Senegambian language spoken in Guinea-Bissau

Bijago or Bidyogo is the language of the Bissagos Archipelago of Guinea-Bissau. Bidyogo is the "dominant mother tongue of the archipelago population", though it is not used in schooling there, a role that has been taken over by Kiriol since the 1990s. There are some difficulties of grammar and intelligibility between dialects, with the Kamona dialect being unintelligible to the others.

Dialects are as follows:

- Anhaki on Canhabaque (Roxa) Island
- Kagbaaga on Bubaque Island
- Kajoko on Orango and Uno Islands
- Kamona on the northern Caravela and Carache Islands

==Characteristics==
The Kajoko dialect is one of the few in the world known to use a linguolabial consonant, the voiced stop /[d̼]/ (or, given that it behaves as a labial consonant, /[b̼]/), in its basic sound system.

=== Consonants ===

Kajoko consonants (Wilson 2000/2001:20)
|  |  | Labial | Alveolar | Retroflex | Palatal | Velar | Labial- velar | Glottal |
| Plosive | voiceless | p | t | ʈʂ |  | k | kp |  |
| voiced | b̼ | d | ɽ |  | ɡ | ɡb |  |
| Fricative | voiceless |  | s |  |  |  |  | (h) |
| voiced | β |  |  | ʒ |  |  |  |
| Nasal |  | m | n |  | ɲ | ŋ |  |  |
| Rhotic |  |  | r |  |  |  |  |  |
| Approximant |  |  |  |  | j |  | w |  |

==Classification==
Bijago is highly divergent. Sapir (1971) classified it as an isolate within the West Atlantic family. However, Segerer showed that this is primarily due to unrecognized sound changes, and that Bijago is in fact close to the Bak languages.

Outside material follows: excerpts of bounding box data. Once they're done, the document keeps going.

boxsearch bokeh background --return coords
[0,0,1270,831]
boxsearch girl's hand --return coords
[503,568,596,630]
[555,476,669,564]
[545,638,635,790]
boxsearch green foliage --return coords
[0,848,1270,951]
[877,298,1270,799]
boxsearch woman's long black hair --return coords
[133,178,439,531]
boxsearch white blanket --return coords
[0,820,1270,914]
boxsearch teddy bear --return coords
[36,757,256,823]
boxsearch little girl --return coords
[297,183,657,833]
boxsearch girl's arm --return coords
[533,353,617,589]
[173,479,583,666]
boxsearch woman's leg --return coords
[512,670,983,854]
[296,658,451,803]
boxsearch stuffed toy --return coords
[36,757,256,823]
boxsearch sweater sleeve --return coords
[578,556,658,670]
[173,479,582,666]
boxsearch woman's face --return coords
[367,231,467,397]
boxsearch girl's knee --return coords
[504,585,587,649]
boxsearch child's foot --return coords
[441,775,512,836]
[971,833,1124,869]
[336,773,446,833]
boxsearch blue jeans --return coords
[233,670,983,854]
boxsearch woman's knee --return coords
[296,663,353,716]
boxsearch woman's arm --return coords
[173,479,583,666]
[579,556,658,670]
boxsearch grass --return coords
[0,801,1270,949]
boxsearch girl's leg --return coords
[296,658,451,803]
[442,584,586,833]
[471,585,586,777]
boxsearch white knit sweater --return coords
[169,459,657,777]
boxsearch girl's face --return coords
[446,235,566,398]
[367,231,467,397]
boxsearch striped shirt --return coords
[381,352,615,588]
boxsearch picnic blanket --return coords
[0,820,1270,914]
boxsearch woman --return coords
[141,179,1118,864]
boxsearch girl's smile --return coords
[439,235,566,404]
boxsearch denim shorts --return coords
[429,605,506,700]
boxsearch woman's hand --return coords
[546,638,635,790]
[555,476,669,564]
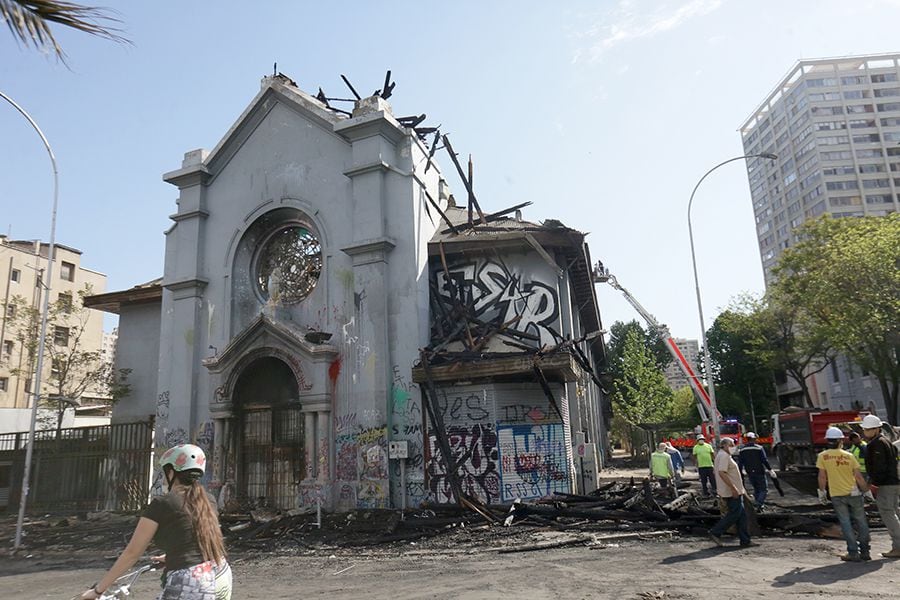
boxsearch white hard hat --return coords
[825,427,844,440]
[862,415,881,429]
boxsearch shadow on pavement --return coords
[772,560,886,591]
[659,545,747,565]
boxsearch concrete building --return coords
[0,236,106,422]
[664,338,700,391]
[89,75,605,509]
[741,54,900,416]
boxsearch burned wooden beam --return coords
[341,73,362,100]
[441,135,484,222]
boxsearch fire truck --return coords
[594,262,744,446]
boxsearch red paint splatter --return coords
[328,356,341,385]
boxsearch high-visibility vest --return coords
[650,450,672,479]
[850,442,866,473]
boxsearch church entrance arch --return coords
[233,356,306,509]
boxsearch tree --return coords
[706,306,778,423]
[613,328,673,425]
[607,320,672,377]
[0,0,128,63]
[774,213,900,423]
[4,286,131,433]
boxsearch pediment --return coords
[163,76,346,185]
[203,314,338,373]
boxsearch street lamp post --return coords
[688,152,778,447]
[0,92,59,550]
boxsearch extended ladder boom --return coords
[594,263,722,422]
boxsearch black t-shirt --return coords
[141,492,204,571]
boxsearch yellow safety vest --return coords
[850,442,866,473]
[650,451,672,479]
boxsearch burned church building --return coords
[88,75,609,510]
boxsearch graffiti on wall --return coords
[435,260,559,347]
[497,423,569,502]
[428,423,500,503]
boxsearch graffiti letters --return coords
[435,261,559,346]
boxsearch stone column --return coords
[303,409,316,480]
[316,410,331,484]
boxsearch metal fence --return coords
[0,419,153,512]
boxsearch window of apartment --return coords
[853,133,881,144]
[841,75,868,85]
[818,135,850,146]
[804,200,825,219]
[863,179,891,190]
[856,148,882,158]
[825,179,859,190]
[816,121,847,131]
[829,196,862,206]
[59,261,75,281]
[872,73,897,83]
[822,150,853,160]
[806,77,837,87]
[822,166,856,175]
[53,325,69,346]
[56,292,72,314]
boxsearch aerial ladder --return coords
[594,262,742,440]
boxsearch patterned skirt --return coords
[157,561,231,600]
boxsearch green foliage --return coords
[774,213,900,423]
[613,328,674,424]
[706,308,778,425]
[4,286,131,428]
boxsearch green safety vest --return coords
[650,451,672,479]
[850,442,866,473]
[694,443,714,467]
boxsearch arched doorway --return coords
[234,357,305,508]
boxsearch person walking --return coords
[666,442,684,488]
[650,442,675,488]
[709,438,752,546]
[816,427,872,562]
[862,415,900,558]
[693,434,716,496]
[847,431,867,477]
[81,444,231,600]
[737,431,772,510]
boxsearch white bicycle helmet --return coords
[159,444,206,473]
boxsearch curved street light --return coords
[688,152,778,448]
[0,92,59,550]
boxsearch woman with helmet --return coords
[81,444,231,600]
[816,427,872,562]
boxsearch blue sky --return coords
[0,0,900,338]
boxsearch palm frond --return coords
[0,0,129,62]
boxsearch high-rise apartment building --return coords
[0,235,106,412]
[665,338,700,391]
[741,53,900,409]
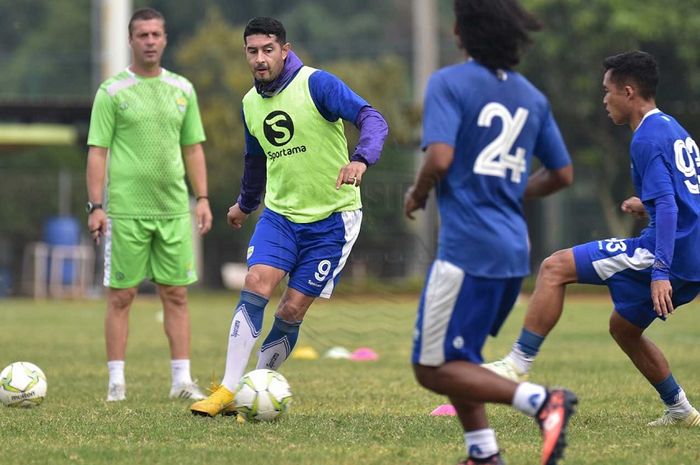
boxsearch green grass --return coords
[0,293,700,465]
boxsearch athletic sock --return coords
[170,358,192,386]
[513,383,547,417]
[654,374,693,417]
[508,328,544,374]
[221,291,268,392]
[107,360,126,384]
[256,316,301,370]
[464,428,498,460]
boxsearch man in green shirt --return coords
[86,8,212,401]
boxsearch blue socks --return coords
[654,375,681,405]
[256,316,301,370]
[516,328,544,358]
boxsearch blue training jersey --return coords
[422,60,571,278]
[630,110,700,281]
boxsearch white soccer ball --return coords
[233,368,292,421]
[0,362,47,407]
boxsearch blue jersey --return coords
[422,60,571,278]
[630,110,700,281]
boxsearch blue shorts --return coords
[573,237,700,328]
[248,209,362,299]
[412,260,523,366]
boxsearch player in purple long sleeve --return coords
[190,17,388,417]
[237,50,387,213]
[487,51,700,427]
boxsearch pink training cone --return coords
[350,347,379,362]
[430,404,457,417]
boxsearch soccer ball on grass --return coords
[0,362,47,407]
[233,368,292,421]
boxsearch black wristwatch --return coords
[85,202,102,215]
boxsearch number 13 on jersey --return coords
[474,102,529,183]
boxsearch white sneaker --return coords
[168,380,207,400]
[107,383,126,402]
[481,356,527,383]
[647,409,700,427]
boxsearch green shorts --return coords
[103,215,197,289]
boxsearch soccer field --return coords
[0,293,700,465]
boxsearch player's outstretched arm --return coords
[226,204,248,229]
[335,161,367,189]
[620,196,647,219]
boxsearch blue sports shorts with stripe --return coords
[412,260,523,367]
[247,209,362,299]
[573,237,700,328]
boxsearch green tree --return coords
[522,0,700,236]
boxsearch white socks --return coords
[170,358,192,386]
[464,428,498,459]
[107,360,126,384]
[221,309,260,392]
[666,389,693,418]
[513,383,547,417]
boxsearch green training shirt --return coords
[88,69,205,218]
[243,66,362,223]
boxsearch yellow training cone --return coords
[292,346,318,360]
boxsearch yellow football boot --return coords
[190,385,236,417]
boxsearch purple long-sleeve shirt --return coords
[237,51,389,213]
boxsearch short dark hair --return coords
[243,16,287,45]
[129,7,165,37]
[454,0,542,70]
[603,50,659,100]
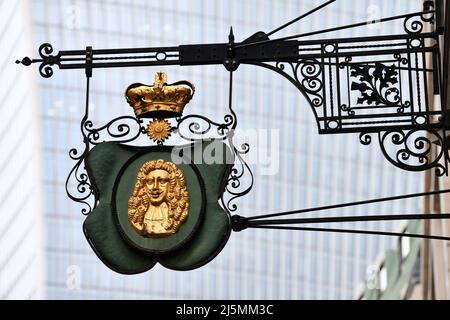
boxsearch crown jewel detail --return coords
[125,72,195,118]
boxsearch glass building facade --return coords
[0,0,422,299]
[0,1,46,300]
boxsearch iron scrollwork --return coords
[174,108,254,213]
[350,62,403,107]
[359,129,450,177]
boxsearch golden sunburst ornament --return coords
[147,119,172,142]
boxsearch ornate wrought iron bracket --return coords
[16,1,450,218]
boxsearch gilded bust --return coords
[128,160,189,238]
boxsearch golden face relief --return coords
[128,160,189,238]
[146,169,169,206]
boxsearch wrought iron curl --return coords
[39,43,60,78]
[83,116,146,145]
[378,129,447,176]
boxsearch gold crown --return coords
[125,72,195,118]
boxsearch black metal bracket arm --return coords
[16,0,450,176]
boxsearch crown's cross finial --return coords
[154,72,167,88]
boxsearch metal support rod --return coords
[250,226,450,241]
[248,189,450,220]
[267,0,336,37]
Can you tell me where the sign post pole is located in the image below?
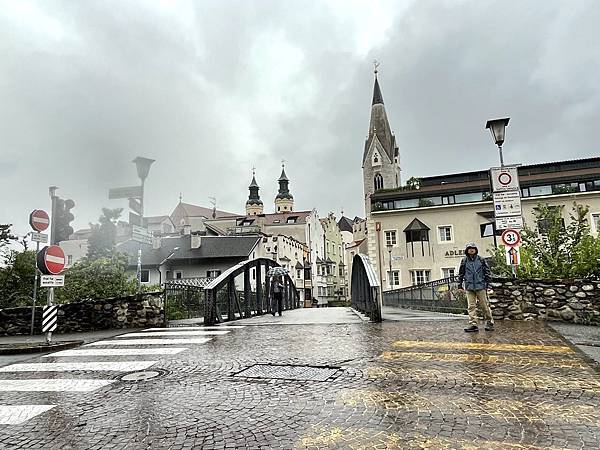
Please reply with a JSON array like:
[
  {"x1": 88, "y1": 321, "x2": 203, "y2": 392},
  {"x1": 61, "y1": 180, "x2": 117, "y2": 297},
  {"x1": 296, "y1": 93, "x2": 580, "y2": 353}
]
[
  {"x1": 46, "y1": 287, "x2": 54, "y2": 345},
  {"x1": 29, "y1": 209, "x2": 50, "y2": 336},
  {"x1": 31, "y1": 242, "x2": 40, "y2": 336}
]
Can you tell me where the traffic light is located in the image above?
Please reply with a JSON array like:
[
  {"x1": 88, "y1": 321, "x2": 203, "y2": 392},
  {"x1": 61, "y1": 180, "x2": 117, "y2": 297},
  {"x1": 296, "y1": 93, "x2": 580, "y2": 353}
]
[{"x1": 51, "y1": 197, "x2": 75, "y2": 244}]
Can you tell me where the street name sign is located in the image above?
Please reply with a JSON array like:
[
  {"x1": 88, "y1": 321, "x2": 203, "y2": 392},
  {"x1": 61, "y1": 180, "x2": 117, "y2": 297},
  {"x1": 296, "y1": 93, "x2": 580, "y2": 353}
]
[
  {"x1": 108, "y1": 186, "x2": 142, "y2": 200},
  {"x1": 502, "y1": 229, "x2": 521, "y2": 247},
  {"x1": 492, "y1": 191, "x2": 521, "y2": 218},
  {"x1": 29, "y1": 209, "x2": 50, "y2": 233},
  {"x1": 131, "y1": 225, "x2": 152, "y2": 244},
  {"x1": 490, "y1": 166, "x2": 520, "y2": 192},
  {"x1": 496, "y1": 216, "x2": 523, "y2": 230},
  {"x1": 36, "y1": 245, "x2": 66, "y2": 275},
  {"x1": 40, "y1": 275, "x2": 65, "y2": 287},
  {"x1": 31, "y1": 233, "x2": 48, "y2": 244}
]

For example, the following cognates in Bijago and Joola Kasa (a Bak language) are completely regular, but had not previously been identified:

Classification
| Gloss | Bijago | Joola Kasa |
|---|---|---|
| head | bu | fu-kow |
| eye | nɛ | ji-cil |

==See also==
- Bijogo word list (Wiktionary)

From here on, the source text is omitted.